In this chapter you wired them all together through the ToolSet registry and connected them to the QueryEngine. The engine can now receive a user prompt, send it to the LLM with all six tool schemas, execute whatever tools the model requests, and loop until the model produces a final answer. You have a working coding agent.

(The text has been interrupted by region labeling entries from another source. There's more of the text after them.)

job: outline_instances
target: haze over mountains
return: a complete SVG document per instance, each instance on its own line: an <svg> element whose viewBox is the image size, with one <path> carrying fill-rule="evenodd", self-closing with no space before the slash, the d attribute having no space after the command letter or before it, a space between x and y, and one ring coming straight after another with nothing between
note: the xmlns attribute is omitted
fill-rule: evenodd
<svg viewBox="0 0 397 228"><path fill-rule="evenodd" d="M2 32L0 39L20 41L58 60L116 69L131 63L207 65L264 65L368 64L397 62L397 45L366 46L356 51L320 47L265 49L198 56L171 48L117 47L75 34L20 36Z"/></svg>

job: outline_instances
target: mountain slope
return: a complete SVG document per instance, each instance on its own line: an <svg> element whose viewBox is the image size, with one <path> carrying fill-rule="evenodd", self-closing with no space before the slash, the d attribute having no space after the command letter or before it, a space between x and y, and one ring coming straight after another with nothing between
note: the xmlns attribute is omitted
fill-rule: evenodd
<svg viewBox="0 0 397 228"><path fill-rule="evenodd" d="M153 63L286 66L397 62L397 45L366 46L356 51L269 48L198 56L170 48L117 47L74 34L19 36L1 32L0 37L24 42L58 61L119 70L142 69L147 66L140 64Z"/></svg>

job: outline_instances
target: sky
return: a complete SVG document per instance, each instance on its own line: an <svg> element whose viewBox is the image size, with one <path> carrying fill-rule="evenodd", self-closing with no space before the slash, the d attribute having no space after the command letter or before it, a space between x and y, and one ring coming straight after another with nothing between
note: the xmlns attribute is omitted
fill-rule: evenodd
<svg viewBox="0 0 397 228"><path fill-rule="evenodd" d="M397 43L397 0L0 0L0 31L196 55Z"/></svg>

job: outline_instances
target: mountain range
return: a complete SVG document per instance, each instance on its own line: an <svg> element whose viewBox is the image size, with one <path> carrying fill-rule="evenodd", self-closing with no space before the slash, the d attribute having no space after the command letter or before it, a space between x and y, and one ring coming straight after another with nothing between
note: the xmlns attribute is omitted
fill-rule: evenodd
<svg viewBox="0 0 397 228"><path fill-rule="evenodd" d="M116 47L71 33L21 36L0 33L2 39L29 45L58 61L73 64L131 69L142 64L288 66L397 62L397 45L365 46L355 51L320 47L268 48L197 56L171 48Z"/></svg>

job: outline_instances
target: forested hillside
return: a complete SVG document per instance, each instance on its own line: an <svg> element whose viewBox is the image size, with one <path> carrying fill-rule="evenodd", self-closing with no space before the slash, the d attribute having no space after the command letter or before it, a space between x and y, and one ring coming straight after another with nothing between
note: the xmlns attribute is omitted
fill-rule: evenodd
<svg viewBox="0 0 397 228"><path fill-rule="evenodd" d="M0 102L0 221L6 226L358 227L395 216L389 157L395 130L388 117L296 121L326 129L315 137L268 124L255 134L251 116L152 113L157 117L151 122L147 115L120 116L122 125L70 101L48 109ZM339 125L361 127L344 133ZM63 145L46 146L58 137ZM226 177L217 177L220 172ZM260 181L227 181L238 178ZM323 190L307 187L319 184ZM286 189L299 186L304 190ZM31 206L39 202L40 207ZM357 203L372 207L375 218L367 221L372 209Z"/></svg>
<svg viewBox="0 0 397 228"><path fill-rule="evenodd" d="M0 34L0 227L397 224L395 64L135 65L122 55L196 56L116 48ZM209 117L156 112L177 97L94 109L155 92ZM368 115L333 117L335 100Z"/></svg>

But a working agent is not a safe agent. Right now, the engine executes every tool call the LLM requests without question. If the model decides to bash("rm -rf /"), the engine runs it. If it writes over your source files with garbage, the engine writes. There are no guardrails, no confirmation prompts, no safety checks. The tool flags (is_read_only, is_destructive) exist but nothing enforces them.


What’s next

Part III – Safety & Control – adds the guardrails that turn a working agent into a trustworthy one:

  • Chapter 10: Permission Engine – The system that checks every tool call before execution. It evaluates permission rules, respects the permission mode, and asks the user when needed.
  • Chapter 11: Safety Checks – Static analysis of tool arguments. Catches dangerous patterns (rm -rf, git push --force) before the permission prompt even appears.
  • Chapter 12: Hook System – Pre-tool and post-tool hooks that run shell commands around tool execution. Lets users enforce custom policies (run linters after edits, block certain paths).
  • Chapter 13: Plan Mode – A restricted execution mode where only read-only tools run. The agent can analyze and plan but never modify. This is where is_read_only() finally gets enforced.

The tools you built in Part II are the hands. Part III teaches the agent when to use them – and when not to.